Autonomous racing is becoming popular for academic and industry researchers as a test for general autonomous driving by pushing perception, planning, and control algorithms to their limits. While traditional control methods such as MPC are capable of generating an optimal control sequence at the edge of the vehicles physical controllability, these methods are sensitive to the accuracy of the modeling parameters. This paper presents TC-Driver, a RL approach for robust control in autonomous racing. In particular, the TC-Driver agent is conditioned by a trajectory generated by any arbitrary traditional high-level planner. The proposed TC-Driver addresses the tire parameter modeling inaccuracies by exploiting the heuristic nature of RL while leveraging the reliability of traditional planning methods in a hierarchical control structure. We train the agent under varying tire conditions, allowing it to generalize to different model parameters, aiming to increase the racing capabilities of the system in practice. The proposed RL method outperforms a non-learning-based MPC with a 2.7 lower crash ratio in a model mismatch setting, underlining robustness to parameter discrepancies. In addition, the average RL inference duration is 0.25 ms compared to the average MPC solving time of 11.5 ms, yielding a nearly 40-fold speedup, allowing for complex control deployment in computationally constrained devices. Lastly, we show that the frequently utilized end-to-end RL architecture, as a control policy directly learned from sensory input, is not well suited to model mismatch robustness nor track generalization. Our realistic simulations show that TC-Driver achieves a 6.7 and 3-fold lower crash ratio under model mismatch and track generalization settings, while simultaneously achieving lower lap times than an end-to-end approach, demonstrating the viability of TC-driver to robust autonomous racing.

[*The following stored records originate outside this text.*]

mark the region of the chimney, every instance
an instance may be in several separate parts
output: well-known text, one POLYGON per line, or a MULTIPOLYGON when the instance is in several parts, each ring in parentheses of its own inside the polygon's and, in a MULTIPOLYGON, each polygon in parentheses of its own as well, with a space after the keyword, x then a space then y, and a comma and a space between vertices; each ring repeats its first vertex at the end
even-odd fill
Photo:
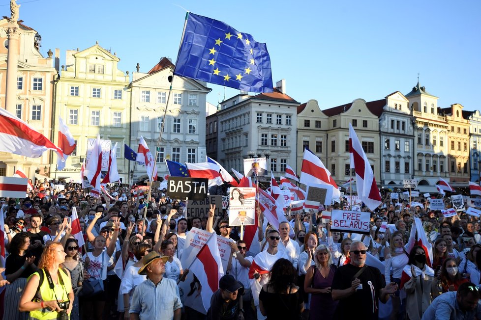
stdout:
POLYGON ((286 80, 282 79, 275 83, 275 88, 282 93, 282 94, 286 94, 286 80))

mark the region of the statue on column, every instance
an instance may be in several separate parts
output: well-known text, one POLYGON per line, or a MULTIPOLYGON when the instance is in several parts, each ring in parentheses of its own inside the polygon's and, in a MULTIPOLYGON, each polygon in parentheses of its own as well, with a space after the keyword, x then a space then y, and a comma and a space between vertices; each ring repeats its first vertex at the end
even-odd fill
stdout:
POLYGON ((18 21, 18 8, 20 7, 20 4, 17 4, 15 0, 10 0, 10 22, 16 24, 18 21))

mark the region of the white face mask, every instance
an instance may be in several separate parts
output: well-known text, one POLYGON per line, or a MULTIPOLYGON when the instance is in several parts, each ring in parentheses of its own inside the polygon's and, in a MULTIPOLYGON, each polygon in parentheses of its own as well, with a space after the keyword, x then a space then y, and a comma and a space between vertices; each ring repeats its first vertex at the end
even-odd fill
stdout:
POLYGON ((457 274, 457 267, 448 267, 446 268, 446 271, 448 272, 448 274, 452 276, 455 276, 457 274))

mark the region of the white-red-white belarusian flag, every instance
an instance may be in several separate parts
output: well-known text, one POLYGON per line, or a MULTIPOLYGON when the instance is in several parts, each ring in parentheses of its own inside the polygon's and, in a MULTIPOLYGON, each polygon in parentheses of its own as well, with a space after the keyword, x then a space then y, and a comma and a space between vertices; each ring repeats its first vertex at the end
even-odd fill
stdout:
POLYGON ((215 233, 199 250, 189 269, 200 282, 202 304, 206 310, 208 310, 212 295, 219 289, 219 280, 224 275, 215 233))
POLYGON ((17 169, 16 171, 15 171, 15 173, 13 174, 13 176, 16 178, 24 178, 27 179, 27 187, 30 188, 30 189, 31 190, 33 190, 33 185, 32 185, 31 183, 30 183, 30 181, 29 181, 29 177, 27 176, 27 175, 25 174, 25 173, 23 171, 22 171, 21 169, 17 169))
POLYGON ((324 166, 321 159, 307 148, 304 150, 300 182, 306 186, 312 184, 331 185, 334 187, 332 198, 339 199, 341 196, 341 192, 334 179, 331 176, 331 172, 324 166))
POLYGON ((118 182, 120 180, 119 170, 117 170, 117 158, 116 156, 117 143, 114 145, 114 148, 110 150, 109 156, 109 170, 104 177, 101 183, 108 184, 111 182, 118 182))
POLYGON ((382 203, 374 174, 358 135, 349 124, 349 153, 351 167, 356 172, 358 195, 371 211, 382 203))
POLYGON ((157 181, 157 165, 152 153, 149 150, 147 143, 145 142, 144 137, 140 136, 139 141, 139 148, 137 149, 137 158, 135 161, 138 162, 143 162, 147 169, 147 176, 150 181, 157 181), (152 172, 152 170, 153 170, 152 172))
POLYGON ((286 178, 289 179, 292 179, 294 181, 299 182, 299 179, 297 177, 297 175, 296 174, 296 172, 294 169, 291 167, 289 164, 286 165, 286 172, 285 175, 286 178))
POLYGON ((481 186, 470 181, 469 192, 471 195, 481 195, 481 186))
POLYGON ((59 117, 59 148, 63 154, 62 158, 59 157, 57 160, 57 170, 61 170, 65 167, 65 160, 75 150, 77 144, 61 117, 59 117))
POLYGON ((79 220, 79 215, 77 213, 77 209, 75 206, 72 207, 71 235, 77 239, 79 247, 85 244, 85 241, 84 241, 84 235, 82 233, 82 228, 80 228, 80 220, 79 220))
POLYGON ((59 158, 62 151, 53 142, 3 108, 0 107, 0 151, 29 158, 39 158, 47 150, 59 158))
POLYGON ((92 148, 92 153, 85 166, 84 175, 89 180, 92 187, 96 189, 100 188, 100 172, 102 171, 102 145, 100 135, 97 134, 92 148))
POLYGON ((449 191, 451 192, 456 192, 456 190, 452 187, 450 186, 447 181, 441 177, 439 178, 439 181, 438 182, 436 186, 439 186, 439 188, 444 191, 449 191))

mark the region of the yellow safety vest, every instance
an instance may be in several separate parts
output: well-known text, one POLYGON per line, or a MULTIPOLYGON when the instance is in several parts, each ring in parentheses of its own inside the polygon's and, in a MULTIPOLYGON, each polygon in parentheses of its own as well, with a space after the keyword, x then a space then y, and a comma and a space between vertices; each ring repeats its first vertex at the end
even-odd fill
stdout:
MULTIPOLYGON (((59 302, 61 302, 68 300, 68 293, 72 290, 72 283, 70 282, 70 279, 68 276, 61 268, 59 268, 59 272, 63 280, 64 285, 61 285, 61 282, 59 279, 59 283, 54 284, 55 286, 54 290, 50 289, 48 280, 47 279, 47 275, 45 274, 45 271, 43 269, 38 270, 38 271, 29 277, 29 280, 30 280, 30 278, 33 275, 39 275, 38 272, 43 273, 43 280, 39 286, 42 299, 40 300, 36 300, 36 302, 55 300, 56 295, 59 299, 59 302)), ((70 301, 70 303, 73 303, 73 301, 70 301)), ((30 318, 32 320, 51 320, 57 319, 58 314, 59 313, 57 311, 51 311, 48 308, 44 308, 42 309, 30 311, 30 318)))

翻译：自主赛车正成为学术界和工业界研究人员的流行测试平台，它通过将感知、规划和控制算法推向极限来验证通用自动驾驶能力。尽管模型预测控制等传统控制方法能够在车辆物理可控性边界处生成最优控制序列，但这些方法对建模参数的准确性非常敏感。本文提出TC-Driver，一种用于自主赛车鲁棒控制的强化学习方法。具体而言，TC-Driver智能体由任意传统高级规划器生成的轨迹进行条件约束。所提出的TC-Driver通过利用强化学习的启发式特性，在分层控制结构中结合传统规划方法的可靠性，解决了轮胎参数建模不准确的问题。我们在不同轮胎条件下训练智能体，使其能够泛化到不同模型参数，旨在提升系统在实际中的赛车能力。所提出的强化学习方法在模型失配设置下以2.7倍更低的碰撞率优于非学习型模型预测控制，突显了对参数差异的鲁棒性。此外，强化学习推理平均耗时0.25毫秒，而模型预测控制求解平均耗时11.5毫秒，实现了近40倍的加速，使得复杂控制能够在计算受限设备中部署。最后，我们展示了常用的端到端强化学习架构（即直接从感知输入学习控制策略）不适用于模型失配鲁棒性或赛道泛化。我们的真实仿真表明，TC-Driver在模型失配和赛道泛化设置下分别实现了6.7倍和3倍的碰撞率降低，同时圈速低于端到端方法，证明了TC-Driver在鲁棒自主赛车中的可行性。